Re: Need for Level Direction Mark

From: Peter Edberg <pedberg_at_apple.com>
Date: Fri, 16 Sep 2011 18:59:47 -0700

I would like to address some of the feedback on LDM at http://www.unicode.org/review/pri205/ and in this thread. First, a review of some use cases.

One example that was given in the PRI was of an Arabic numeric date of the form dd/MM/yyyy in which the fields should flow left-to-right (e.g. ٠٩/١٦/٢٠١١) in a left-right context (i.e. the date and perhaps some other Arabic text are in a mainly Latin-script paragraph), but should flow right-to-left (e.g ٢٠١١/١٦/٠٩) in a right-left context (e.g. a primarily Arabic-script paragraph). The date may or may not be preceded or followed by Arabic letters. If the direction context is known when the date format is created, then RLMs can be used if necessary to force the desired flow. However, if the date format is being created from standard data (as from CLDR) and inserted, or if it is copied from some other context, it may not end up laid out as desired. To address this, an LDM could be used before and after the date, and before each of the '/' in the date. This would produce the desired result in all cases.

Another example is that in UAX #9 section 5.6 (http://www.unicode.org/reports/tr9/#Separators). In this case an LDM could be used before each '-' to achieve the correct layout regardless of overall page direction.

Also note that the behavior of '/' between digits depends on language & locale as well as usage. For example, numeric fractions represented as numerator/denominator always flow left-to-right in Hebrew regardless of direction context (e.g. 1/3), whereas in a right-to-left Arabic context they flow right-to-left (e.g. Ù£/Ù¡ or preferably Ù¡\Ù£). This affects the degree to which heuristics can be used to determine LDM-like behavior.

Second, responses to some of the suggestions/comments:

1. Richard Wordingham suggested that for the Arabic date example (dd/MM/yyyy), surrounding the '/' with RLM before and LRM after works as well as using LDM before the '/'. And for an isolated instance of such a date, it does; having opposite strong directions on either side of the neutral forces it to take on the direction of the embedding level, by rule N2, and though the extra RLMs and LRMs will get moved around in layout depending on the embedding level, it does not matter because they are invisible.
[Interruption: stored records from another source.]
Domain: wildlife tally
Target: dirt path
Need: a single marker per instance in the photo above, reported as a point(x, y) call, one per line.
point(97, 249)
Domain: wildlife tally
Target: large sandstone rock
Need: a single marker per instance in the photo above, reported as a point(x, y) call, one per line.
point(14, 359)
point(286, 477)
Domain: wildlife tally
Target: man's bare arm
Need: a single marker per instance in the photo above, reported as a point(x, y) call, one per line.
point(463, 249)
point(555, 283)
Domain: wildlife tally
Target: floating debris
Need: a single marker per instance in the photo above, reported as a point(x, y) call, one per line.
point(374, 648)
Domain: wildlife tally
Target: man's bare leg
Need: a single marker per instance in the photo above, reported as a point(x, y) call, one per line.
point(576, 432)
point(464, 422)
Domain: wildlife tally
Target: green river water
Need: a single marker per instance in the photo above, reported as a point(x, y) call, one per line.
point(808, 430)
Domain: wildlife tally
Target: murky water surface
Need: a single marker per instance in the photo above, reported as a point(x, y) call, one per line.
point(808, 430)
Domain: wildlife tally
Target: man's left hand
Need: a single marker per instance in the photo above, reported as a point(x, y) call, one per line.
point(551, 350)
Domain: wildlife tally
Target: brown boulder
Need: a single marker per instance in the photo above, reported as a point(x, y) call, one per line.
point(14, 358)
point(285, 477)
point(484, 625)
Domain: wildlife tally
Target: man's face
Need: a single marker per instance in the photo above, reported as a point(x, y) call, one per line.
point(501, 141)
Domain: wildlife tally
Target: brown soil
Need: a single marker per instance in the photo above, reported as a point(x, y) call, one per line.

However, it does not handle the situation in which the date is part of other text, and may be preceded or followed by Arabic letters (with an intervening space); there are layout interactions between the Arabic letters and adjacent Arabic digits, since the digits are not treated as being part of a longer sequence due the direction marks associated with the '/'. This can be solved by placing an LDM before and after the date, as well as before each '/'. However, using an RLM LRM sequence before and after the date causes the spaces around the date to reorder.
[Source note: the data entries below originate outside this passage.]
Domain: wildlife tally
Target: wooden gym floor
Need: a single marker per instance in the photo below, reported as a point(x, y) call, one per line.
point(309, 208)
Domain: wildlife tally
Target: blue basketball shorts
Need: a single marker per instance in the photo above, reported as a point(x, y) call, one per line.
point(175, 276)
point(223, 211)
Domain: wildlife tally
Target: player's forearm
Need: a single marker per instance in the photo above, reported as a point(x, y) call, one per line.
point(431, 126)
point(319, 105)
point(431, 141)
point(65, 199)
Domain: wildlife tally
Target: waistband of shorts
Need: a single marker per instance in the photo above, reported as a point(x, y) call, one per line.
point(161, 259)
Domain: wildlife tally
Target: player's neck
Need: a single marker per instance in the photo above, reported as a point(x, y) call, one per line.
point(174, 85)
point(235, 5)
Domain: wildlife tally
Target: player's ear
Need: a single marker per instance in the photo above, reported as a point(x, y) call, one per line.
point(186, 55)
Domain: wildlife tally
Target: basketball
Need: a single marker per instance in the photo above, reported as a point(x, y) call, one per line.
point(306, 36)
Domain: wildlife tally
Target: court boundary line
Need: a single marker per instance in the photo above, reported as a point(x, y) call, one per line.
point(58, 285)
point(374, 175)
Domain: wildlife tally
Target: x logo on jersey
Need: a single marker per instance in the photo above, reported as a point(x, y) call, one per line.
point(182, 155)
Furthermore, for the example in UAX #9 section 5.6, using RLM and LRM around the '-' causes reordering of the adjacent spaces, while using LDM before each '-' solves the layout problem.
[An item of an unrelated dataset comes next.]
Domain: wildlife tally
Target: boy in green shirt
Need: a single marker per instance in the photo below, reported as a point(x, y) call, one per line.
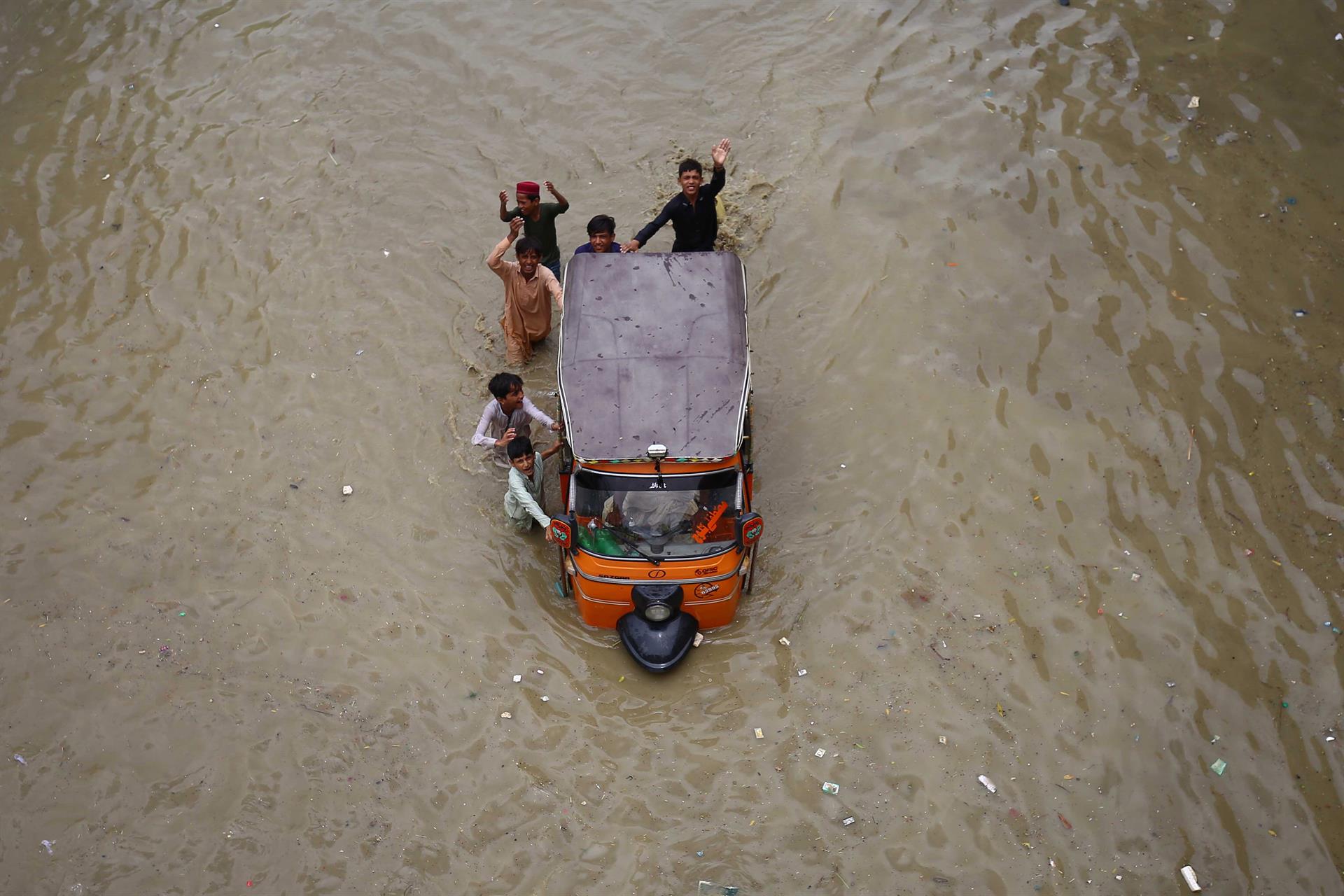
point(526, 485)
point(538, 218)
2. Philippe Verdy suggests that the intent of LDM is to change the bidi class of a CS such as '/' to match the bidi class of the preceding EN character. Actually, the intent of LDM is to act like either LRM or RLM depending on the direction associated with the current embedding level; it has nothing to do with the class of any preceding character. Mr. Verdy also suggests that instead of using LDM, the solution is to instead encode another '/' with bidi class R. However, that is equivalent to using RLM before '/' and does not solve the problem described.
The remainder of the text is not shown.